= Ivan Strod =

Sovet military personnel

Ivan Yakovlevich Strod (Иван Яковлевич Строд, Jānis Strods; April 10, 1894 – February 4, 1938) was a Soviet Red Army officer during the Russian Civil War in the Russian Far East from 1918 to 1923. He is the subject of an acclaimed 2015 book, The Winter Road.

Ivan Strod was born in Ludza as the son of a Latvian medical attendant and a Polish mother. He participated in World War I in the army of the Russian Empire, and fought in the western and northern fronts. Ivan Strod volunteered the Red Army in 1918 fighting against the Whites in Siberia. From November 1918 to December 1919 he was in the Olyokminsk prison. After the release, Ivan Strod headed the Volunteer Revolutionary Detachment. In October 1920 he was a commander of a cavalry detachment of the People's Revolutionary Army of the Far Eastern Republic.
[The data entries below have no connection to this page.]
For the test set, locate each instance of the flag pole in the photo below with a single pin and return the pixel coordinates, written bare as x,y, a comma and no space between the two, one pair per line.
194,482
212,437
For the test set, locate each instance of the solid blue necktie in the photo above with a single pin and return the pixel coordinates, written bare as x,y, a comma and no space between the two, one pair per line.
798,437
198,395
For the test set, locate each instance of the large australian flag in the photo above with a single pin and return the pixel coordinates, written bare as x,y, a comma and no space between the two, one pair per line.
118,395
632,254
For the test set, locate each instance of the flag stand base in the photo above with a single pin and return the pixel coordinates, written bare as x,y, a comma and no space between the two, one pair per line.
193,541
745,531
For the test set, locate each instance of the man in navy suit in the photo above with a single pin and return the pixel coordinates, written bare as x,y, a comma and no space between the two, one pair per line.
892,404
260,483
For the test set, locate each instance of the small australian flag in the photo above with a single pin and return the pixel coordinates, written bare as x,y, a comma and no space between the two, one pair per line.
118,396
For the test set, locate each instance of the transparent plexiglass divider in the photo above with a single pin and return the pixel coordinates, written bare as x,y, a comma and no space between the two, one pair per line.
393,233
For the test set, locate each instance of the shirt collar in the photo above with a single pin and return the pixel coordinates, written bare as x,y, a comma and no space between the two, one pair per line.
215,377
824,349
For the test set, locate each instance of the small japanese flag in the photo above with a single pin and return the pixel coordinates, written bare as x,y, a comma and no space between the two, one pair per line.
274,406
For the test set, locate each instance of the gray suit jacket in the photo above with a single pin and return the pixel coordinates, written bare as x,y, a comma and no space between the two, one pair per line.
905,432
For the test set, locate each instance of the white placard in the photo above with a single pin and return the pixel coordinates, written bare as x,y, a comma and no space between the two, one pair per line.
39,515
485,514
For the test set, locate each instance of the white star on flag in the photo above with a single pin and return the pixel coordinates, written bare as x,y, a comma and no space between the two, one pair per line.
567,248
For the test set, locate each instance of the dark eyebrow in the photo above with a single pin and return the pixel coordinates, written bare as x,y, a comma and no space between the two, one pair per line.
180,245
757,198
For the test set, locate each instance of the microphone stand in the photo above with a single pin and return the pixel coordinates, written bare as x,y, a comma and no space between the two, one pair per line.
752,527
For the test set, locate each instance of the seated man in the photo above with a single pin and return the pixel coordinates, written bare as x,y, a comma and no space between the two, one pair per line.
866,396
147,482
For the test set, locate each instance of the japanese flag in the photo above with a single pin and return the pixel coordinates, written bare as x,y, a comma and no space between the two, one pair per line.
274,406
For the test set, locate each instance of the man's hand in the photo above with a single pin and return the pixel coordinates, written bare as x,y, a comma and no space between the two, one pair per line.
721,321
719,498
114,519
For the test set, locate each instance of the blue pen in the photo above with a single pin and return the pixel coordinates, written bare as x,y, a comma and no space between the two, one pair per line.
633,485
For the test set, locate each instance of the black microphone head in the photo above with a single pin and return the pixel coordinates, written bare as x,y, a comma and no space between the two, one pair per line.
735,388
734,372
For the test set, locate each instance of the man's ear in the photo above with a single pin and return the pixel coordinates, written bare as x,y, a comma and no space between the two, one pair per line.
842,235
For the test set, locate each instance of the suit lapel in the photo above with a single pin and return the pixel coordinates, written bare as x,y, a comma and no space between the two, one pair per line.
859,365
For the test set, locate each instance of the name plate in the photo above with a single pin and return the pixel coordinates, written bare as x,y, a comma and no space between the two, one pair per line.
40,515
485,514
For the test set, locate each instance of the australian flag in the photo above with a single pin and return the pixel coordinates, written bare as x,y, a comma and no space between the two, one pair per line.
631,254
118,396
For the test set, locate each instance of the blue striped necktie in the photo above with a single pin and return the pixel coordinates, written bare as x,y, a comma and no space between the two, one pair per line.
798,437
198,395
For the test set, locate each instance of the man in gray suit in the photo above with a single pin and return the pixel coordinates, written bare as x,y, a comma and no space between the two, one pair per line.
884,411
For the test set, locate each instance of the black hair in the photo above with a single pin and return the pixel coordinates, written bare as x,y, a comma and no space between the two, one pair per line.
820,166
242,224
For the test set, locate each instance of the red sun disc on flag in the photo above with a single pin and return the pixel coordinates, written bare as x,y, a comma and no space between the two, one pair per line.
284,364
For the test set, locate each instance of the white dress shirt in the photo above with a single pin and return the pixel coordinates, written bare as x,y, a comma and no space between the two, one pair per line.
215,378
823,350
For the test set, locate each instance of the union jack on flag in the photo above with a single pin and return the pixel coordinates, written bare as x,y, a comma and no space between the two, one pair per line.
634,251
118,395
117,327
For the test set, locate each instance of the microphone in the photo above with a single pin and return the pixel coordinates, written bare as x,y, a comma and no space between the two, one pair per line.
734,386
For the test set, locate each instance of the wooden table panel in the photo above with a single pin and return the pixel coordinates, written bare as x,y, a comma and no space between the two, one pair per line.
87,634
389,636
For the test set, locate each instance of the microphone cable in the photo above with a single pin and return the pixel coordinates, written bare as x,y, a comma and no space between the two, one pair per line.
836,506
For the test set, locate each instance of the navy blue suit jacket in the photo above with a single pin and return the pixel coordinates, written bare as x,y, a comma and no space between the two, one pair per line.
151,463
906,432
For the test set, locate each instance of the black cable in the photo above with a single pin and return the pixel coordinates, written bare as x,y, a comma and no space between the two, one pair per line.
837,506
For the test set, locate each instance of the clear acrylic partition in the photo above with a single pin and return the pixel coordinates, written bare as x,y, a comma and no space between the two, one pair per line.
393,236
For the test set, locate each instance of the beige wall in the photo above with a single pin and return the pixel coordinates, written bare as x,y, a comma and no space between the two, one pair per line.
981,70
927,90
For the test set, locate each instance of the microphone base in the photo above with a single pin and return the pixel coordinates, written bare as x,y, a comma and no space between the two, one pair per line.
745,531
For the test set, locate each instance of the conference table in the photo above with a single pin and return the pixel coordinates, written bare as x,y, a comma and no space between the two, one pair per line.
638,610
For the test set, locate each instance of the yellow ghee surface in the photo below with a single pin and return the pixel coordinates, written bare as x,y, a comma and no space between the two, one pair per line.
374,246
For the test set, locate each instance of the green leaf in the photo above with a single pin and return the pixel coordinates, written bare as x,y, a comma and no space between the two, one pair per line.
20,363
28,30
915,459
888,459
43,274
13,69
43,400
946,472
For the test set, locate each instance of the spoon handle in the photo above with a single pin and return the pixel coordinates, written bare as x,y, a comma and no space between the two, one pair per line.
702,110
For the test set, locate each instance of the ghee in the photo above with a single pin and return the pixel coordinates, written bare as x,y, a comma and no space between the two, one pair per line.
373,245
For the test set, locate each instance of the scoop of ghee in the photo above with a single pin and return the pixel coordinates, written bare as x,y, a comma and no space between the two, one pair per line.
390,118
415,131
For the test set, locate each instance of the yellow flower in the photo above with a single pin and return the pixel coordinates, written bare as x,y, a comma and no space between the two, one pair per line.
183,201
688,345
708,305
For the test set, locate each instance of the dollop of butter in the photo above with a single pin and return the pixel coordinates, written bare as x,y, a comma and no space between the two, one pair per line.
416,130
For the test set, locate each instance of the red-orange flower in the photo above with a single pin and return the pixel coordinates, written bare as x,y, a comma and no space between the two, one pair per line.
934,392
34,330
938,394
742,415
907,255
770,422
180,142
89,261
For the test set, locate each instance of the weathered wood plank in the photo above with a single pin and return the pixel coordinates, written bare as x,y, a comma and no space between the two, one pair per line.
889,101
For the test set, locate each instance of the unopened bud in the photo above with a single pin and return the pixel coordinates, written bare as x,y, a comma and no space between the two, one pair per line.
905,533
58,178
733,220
He was in charge of defeating a White general Anatoly Pepelyayev during the Yakut Revolt. Ivan Strod was awarded with three Orders of the Red Banner. In 1927 he was retired because of poor health conditions. Ivan Strod worked for Osoaviakhim works in Tomsk. He was executed during the Great Purge, as a part of the so-called "Latvian Operation".